Kaptan Arda, Tam Saha dergisine uzunca röportaj vermiş.Her konuda fikirlerini söylemiş.O röportajtan bazı kısımlarını yayınlayacağız.Bazı konularda dediğine katılmamak elde değil.
-Takımın başında artık Hiddink olacak. Uzun süren yeni teknik direktör arayışlarında senin içinden neler geçti? Hiddink'in gelişini nasıl yorumluyorsun?
-Ben o süreçte de ne düşündüğümü söylemiştim. Her zaman Türk hocadan yana oldum. Fikrimi söylediğimde "Bu Arda'nın haddine değil" dediler. Hayatında futbol oynamamış insanlar bu konuda fikir beyan ediyorsa, bu onlardan çok benim haddimedir. Ben bu Milli Takım'ın futbolcusuyum ve bu ülkenin Milli Takımı'nın başına geçecek teknik direktörün uyruğu hakkında söz söylemem kadar doğal bir şey olamaz. Steven Gerard ile Frank Lampard çıkıyor ve İngiliz Milli Takımı'nın başına kimin geçmesi gerektiğiyle ilgili isim söylüyor. Ben söyleyince "Arda'nın haddine değil" oluyor. Benim haddime değilse, hiç kimsenin haddine değil. Ben fikrimi söyledim, "Türk hoca olmasından yanayım" dedim. Çünkü duygular da önemli. Ama Hiddink kararına da saygı duyuyorum. Sonuçta Hiddink çok iyi bir hoca, kariyeri ortada. Umarım Milli Takımımıza çok faydalı olur.

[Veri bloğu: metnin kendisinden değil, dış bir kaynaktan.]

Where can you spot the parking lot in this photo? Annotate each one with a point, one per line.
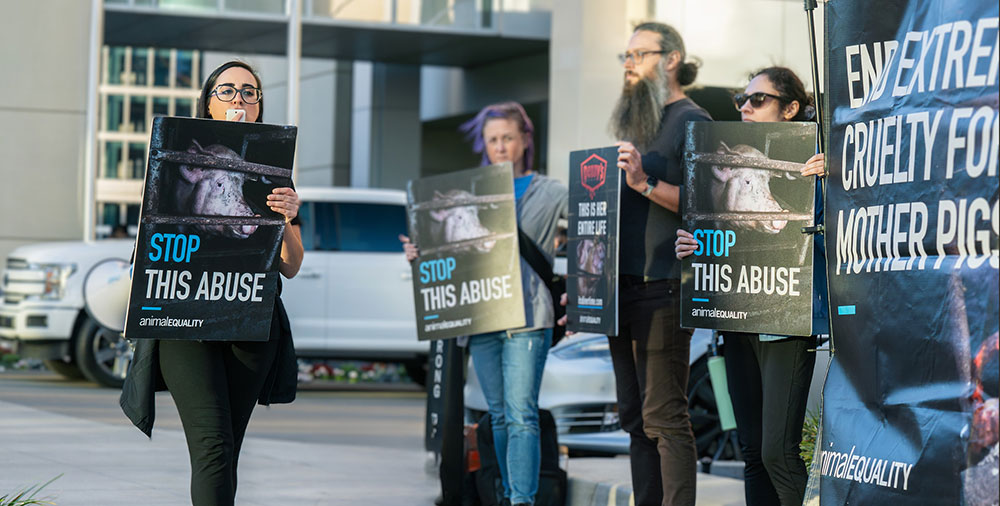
(335, 445)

-Türkiye'de genç oyuncuların üzerinde beklentilerin oluşturduğu bir baskı var ve sen bu baskı çemberini kırarak ufkunu açanlardan birisin. Ama her oyuncu için aynı şey söz konusu değil. Genç oyunculara yüklenen sorumluluğun ağırlığı hakkında neler söyleyebilirsin?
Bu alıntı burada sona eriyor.